Jeffrey Stackhouse: I’ve been working with another co-writer, Renfield Rasputin and developed with him a New Orleans set Horror Pilot about a damned priest, that won a major award, and also a current proof-of-concept Short-for-Feature about an EMT who takes a rescue call during a hurricane and finds a tortured angel in the old man’s shed. Those are great fun. And I’ve finished a Feature on my own about clever students in a School in England who figure out a way to replace our Universe’s God with another, but have to sacrifice literally everyone, just to get Its attention. Turns out it’s a love story, lol. That one might end up a novel, as well, since it’s too expensive for someone at my level, to get made.

SKSM: Are you a fan of Stephen King’s work?

Jeffrey Stackhouse: He’s probably my favorite living “voice.” I‘ve reread all of his work at least once and physically have all of his novels – one of our 18 bookcases is just his stories.

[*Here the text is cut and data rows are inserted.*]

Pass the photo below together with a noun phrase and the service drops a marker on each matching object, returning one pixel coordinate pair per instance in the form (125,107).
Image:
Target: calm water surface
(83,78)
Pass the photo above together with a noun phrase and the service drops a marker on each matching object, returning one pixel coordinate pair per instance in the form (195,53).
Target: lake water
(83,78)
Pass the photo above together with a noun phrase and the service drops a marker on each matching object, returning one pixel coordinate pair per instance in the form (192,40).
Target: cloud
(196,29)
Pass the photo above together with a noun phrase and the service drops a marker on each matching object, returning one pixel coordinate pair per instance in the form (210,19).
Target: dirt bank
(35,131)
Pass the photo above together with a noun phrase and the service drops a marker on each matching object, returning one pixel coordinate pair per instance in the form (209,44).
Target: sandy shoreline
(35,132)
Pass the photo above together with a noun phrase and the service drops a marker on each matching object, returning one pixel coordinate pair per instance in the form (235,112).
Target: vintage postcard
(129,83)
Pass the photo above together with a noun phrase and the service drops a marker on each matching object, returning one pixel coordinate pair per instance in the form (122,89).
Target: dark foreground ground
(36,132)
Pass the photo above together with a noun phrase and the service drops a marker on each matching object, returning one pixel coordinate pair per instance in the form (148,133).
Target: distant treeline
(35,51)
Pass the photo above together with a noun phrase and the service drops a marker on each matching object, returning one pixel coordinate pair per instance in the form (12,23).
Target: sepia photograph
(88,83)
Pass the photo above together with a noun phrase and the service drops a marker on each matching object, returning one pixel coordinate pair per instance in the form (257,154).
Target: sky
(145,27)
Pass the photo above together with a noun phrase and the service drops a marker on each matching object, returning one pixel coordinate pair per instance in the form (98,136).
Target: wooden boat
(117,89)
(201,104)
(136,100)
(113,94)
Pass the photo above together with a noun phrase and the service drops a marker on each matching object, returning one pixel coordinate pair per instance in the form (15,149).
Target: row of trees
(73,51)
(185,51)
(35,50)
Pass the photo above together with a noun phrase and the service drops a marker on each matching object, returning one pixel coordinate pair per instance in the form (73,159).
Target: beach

I like to say that Roger Zelazny is like having your smarter older brother tell you a story, and Stephen King is like your best friend reading to you around a campfire, at night. Comfort food, for me.

SKSM: What is one thing people would be surprised to know about you?

Jeffrey Stackhouse: I’ve already done the Baroque Opera and New Music beats. Surprised? I enjoyed major-character voicework on a lot of Japanese Anime, including Otomo’s (of Akira fame) first feature Harmageddon and the legendary La Blue Girl (oh, you can Google, I’ll wait… Hentai is a world to itself). That might at least be intriguing, if not new to my circle..

SKSM: Thanks for taking the time to answer my questions. Is there anything you want to say to the fans that read this interview?

Jeffrey Stackhouse: For screenwriters, learn formatting (I’m a Trottier baby) and then Tell Your Story.
The only storytelling tool you need is having read Joseph Campbell or Frazer, and damn your Education System if you haven’t already. Generalized Beat Sheets create generalized pap; how many great Screenplays have those gurus actually written?
On that, realize that all of the filmmakers of the 30s–60s had a storytelling vocabulary built upon what they had read. Even those great visuals that our filmmakers imitate today originated from a lifetime of sharing worlds with great authors.

— Writers in general: Be unafraid.  Stop asking permission.  Many folk before me have said you can’t edit what isn’t on the page, so write. And it’s alright to have written crap; silk purses from sow’s ears, amiright?

— For life? I’m absolutely the wrong person to take that advice from, but I will mention don’t suffer fools (“waves”) and surround yourselves with those who are kind.

But also, be kinder to yourself.  Realize you’re not alone.  If you’re down, reach out to people who might help. Those thoughts are more common than you think. Much.

SKSM: Do you like to add anything else?

Jeffrey Stackhouse: I have the start of a website at that you might want to check, but it’s only a beginning and some pretty graphics.
Thanks so much for this opportunity, Oscar, and for your patience for my getting it done.
— My best to all of you out there. Stories can change the world. I hope you step forward and make some of that change.